J’en profite pour m’acquitter d’un devoir, celui de transmettre les chaleureuses salutations de S.E.M le Président de la République de Guinée, Chef de l’Etat et Chef Suprême des Armées, Pr Alpha CONDE, à son frère et ami S.E M. Vladimir POUTINE, Président de la Fédération de Russie.
En effet, l’honneur qui est fait à mon pays d’être de nouveau représenté à cette plateforme d’échanges, témoigne de l’excellence des relations d’amitié et de coopération qui existent entre nos deux Etats depuis l’accession de la Guinée à l’indépendance nationale, le 02 Octobre 1958.
C’est pourquoi, S.E.M. le Président de la République m’a particulièrement chargé de réaffirmer à S.E.M. le Président de la Fédération de Russie, sa volonté ardente de perpétuer ces relations en vue du progrès de nos deux pays.
Mesdames et Messieurs,
Pour revenir à l’objet de notre rencontre, je voudrais exprimer ici toute ma reconnaissance au Ministère de la défense de la Fédération de Russie pour l’opportunité que nous offre la Conférence de Moscou d’échanger périodiquement sur la problématique de la sécurité internationale qui se pose toujours au monde avec plus d’acuité, malgré les initiatives et les efforts des Etats, les progrès scientifiques et technologiques.

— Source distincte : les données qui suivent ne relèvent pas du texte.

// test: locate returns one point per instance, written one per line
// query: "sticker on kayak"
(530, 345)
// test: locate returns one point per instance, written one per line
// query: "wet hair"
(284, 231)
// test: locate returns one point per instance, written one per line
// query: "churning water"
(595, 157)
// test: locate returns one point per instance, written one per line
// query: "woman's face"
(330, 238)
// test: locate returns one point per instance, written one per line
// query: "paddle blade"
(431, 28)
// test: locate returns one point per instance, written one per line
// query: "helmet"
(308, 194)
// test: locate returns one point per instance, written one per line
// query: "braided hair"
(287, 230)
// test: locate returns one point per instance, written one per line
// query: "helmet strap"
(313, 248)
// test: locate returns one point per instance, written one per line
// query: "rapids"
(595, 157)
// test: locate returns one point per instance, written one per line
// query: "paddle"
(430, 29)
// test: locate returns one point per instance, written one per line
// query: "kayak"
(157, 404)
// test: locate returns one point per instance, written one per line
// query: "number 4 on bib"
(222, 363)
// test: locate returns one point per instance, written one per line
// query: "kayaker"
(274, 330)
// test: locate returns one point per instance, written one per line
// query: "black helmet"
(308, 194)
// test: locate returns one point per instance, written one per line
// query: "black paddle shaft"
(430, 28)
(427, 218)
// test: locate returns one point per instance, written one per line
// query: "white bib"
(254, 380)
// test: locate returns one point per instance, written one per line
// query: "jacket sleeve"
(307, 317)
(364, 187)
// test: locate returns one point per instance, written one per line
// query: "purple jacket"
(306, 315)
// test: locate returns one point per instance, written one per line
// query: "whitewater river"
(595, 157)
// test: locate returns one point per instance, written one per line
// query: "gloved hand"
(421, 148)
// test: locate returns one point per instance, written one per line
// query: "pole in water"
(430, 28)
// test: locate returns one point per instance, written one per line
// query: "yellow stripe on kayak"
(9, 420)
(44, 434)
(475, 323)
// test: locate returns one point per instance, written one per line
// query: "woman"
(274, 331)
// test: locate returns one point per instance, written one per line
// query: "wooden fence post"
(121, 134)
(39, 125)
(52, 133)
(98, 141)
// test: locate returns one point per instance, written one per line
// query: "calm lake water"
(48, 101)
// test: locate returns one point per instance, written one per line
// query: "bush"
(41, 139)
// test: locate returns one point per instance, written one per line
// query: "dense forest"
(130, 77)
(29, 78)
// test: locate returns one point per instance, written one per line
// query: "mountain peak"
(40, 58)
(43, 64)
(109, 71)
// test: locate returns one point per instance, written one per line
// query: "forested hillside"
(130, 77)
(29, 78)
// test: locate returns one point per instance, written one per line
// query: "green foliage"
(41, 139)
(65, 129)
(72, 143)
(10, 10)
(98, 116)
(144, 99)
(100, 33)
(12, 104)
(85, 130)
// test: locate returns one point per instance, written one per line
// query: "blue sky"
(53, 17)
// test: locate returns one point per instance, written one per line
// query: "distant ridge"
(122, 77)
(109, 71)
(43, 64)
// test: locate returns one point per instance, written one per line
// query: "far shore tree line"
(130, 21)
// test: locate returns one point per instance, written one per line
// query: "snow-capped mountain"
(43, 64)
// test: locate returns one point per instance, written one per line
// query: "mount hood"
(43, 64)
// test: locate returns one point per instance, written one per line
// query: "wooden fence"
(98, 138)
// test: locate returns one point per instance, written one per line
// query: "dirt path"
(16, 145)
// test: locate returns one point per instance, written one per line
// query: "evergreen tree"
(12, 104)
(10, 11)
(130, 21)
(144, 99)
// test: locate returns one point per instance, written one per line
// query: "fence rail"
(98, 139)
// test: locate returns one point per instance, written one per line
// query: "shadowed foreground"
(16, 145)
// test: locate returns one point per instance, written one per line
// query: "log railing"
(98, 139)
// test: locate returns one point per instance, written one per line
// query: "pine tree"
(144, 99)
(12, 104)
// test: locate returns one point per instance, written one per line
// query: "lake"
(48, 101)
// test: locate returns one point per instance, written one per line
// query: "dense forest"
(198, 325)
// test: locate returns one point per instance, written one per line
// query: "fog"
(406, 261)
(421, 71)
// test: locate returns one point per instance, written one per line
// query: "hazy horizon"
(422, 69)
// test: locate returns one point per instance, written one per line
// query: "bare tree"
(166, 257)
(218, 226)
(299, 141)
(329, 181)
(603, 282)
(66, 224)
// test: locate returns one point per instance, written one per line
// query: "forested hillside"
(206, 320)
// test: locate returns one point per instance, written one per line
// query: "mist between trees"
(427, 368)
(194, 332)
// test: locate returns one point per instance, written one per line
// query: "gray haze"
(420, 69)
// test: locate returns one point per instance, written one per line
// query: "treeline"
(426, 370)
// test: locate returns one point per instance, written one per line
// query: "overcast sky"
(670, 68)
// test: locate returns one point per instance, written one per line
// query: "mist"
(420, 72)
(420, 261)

Nous sommes aujourd’hui dans un ordre mondial où les menaces sont diffuses et imprévisibles, marqué par un environnement de volatilité, d’incertitude, de complexité et d’ambiguïté.
En Afrique, la sécurité globale de nos Etats est de plus en plus menacée par les crises politiques liées au processus démocratique, à l’exacerbation de la pauvreté et du chômage qui favorisent les revendications sociales, la radicalisation religieuse, le terrorisme et l’extrémisme violent, les rebellions armées, les conflits communautaires et séparatistes, la criminalité organisée, les épidémies et pandémies qui viennent s’ajouter aux calamités naturelles, occasionnant très souvent des déplacements massifs de populations.
Nos ensembles sous régionaux sont confrontés chacun à un ou plusieurs de ces défis sécuritaires spécifiques.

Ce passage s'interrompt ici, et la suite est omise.